After a few moments, you should receive confirmation that your export is complete.
Find your .kmz file in your computer’s filesystem. If Google Earth is installed properly, you should be able to simply double-click the file to open it. If that doesn’t work, start Google Earth, go to File > Open, and select your .kmz file.
If all goes well, you should see a bunch of nodes and lines criss-crossing a 3D image of the globe. For help navigating in Google Earth, see these tutorials.
If you zoom in on a particular region of the globe, you should notice a few things:
- Nodes come in different sizes, reflecting their Eigenvector Centrality as calculated in Gephi. Edges are also different sizes, reflecting their weight.
- Clicking on a node or edge reveals details about that element; e.g. the institution with which an author is affiliated.
- In many cases, nodes will overlap. Clicking on a cluster of overlapping nodes will cause them to spread out, allowing you to select an individual node. Since node colors reflect the institutional partitioning that we did in Gephi, we can quickly see whether multiple institutions are represented at a particular locale.
- Some nodes may not appear to be connected to any other nodes in the network. Since only individuals who coauthored papers with other researchers are included in the coauthorship network, those orphan nodes should represent cases in which an individual published only with other researchers at the same institution. Indeed, clicking on such a node should reveal at least two overlapping nodes at that location.
To export an image of your current view in Google Earth, click the Save Image icon in the menu bar. See Sharing Google Earth Screenshots. You can also record a tour!

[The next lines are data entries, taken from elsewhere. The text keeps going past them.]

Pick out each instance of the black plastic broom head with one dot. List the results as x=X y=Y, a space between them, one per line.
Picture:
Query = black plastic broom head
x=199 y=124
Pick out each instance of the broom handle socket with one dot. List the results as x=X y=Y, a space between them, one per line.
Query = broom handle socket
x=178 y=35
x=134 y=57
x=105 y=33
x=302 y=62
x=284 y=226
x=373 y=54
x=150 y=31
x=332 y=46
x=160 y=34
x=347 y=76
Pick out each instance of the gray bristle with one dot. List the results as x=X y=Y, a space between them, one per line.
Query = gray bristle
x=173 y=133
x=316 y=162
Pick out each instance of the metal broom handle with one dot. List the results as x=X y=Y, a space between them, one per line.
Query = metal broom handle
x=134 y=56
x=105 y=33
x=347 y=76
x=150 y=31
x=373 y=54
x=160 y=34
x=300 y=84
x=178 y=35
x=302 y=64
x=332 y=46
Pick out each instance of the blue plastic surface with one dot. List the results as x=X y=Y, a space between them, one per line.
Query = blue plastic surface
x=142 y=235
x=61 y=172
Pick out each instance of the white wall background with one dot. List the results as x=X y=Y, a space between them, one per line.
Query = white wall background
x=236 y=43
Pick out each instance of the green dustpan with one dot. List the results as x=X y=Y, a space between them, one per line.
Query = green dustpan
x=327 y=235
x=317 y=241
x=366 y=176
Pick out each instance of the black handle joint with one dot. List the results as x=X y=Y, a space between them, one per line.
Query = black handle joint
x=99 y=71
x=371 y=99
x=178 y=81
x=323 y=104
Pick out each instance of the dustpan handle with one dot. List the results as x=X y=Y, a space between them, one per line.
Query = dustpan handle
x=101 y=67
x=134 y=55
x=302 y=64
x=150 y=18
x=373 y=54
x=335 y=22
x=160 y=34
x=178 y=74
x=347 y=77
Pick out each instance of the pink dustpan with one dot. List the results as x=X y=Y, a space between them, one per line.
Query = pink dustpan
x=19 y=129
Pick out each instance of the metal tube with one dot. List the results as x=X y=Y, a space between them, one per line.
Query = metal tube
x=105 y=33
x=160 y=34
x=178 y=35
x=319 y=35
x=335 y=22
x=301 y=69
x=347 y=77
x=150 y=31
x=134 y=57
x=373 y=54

In Coauthorship Networks we used Gephi’s partition tool to collapse our coauthorship network into an institutional network, in which the connections between institutional nodes represented coauthorship between individuals affiliated with those respective institutions. Unfortunately, the institutional nodes created by the partition procedure do not inherit the geographic attributes associated with the individuals in the original coauthorship network.
To deal with situations like this, Tethne has a network-building method called networks.authors.institutions() that produces geocoded institutional coauthorship networks. The size attribute on each node indicates the number of authors in the dataset associated with that institution, and the weight attribute on each edge indicates the total number of publications coauthored by individuals at a given pair of institutions.
Building an institutional network is almost precisely the same as building a coauthorship network (as above), with the following exceptions:
At the graph step, use --graph-type=institutions.
At the Build Graphs step, select institutions from the Graph type drop-down menu.
Use networks.authors.institutions() instead of networks.authors.coauthors(). The call-signature is almost precisely the same. For example:
>>> inst = nt.authors.institutions(recent, threshold=2, geocode=True)
Follow the same steps as those described above for visualizing your institutional network. This time you won’t need to create a size attribute (unless you wish to override it), as one is already set based on the number of authors affiliated with each institution.
When visualizing the institution network in Google Earth, clicking on a node reveals a list of all of the authors associated with that institution.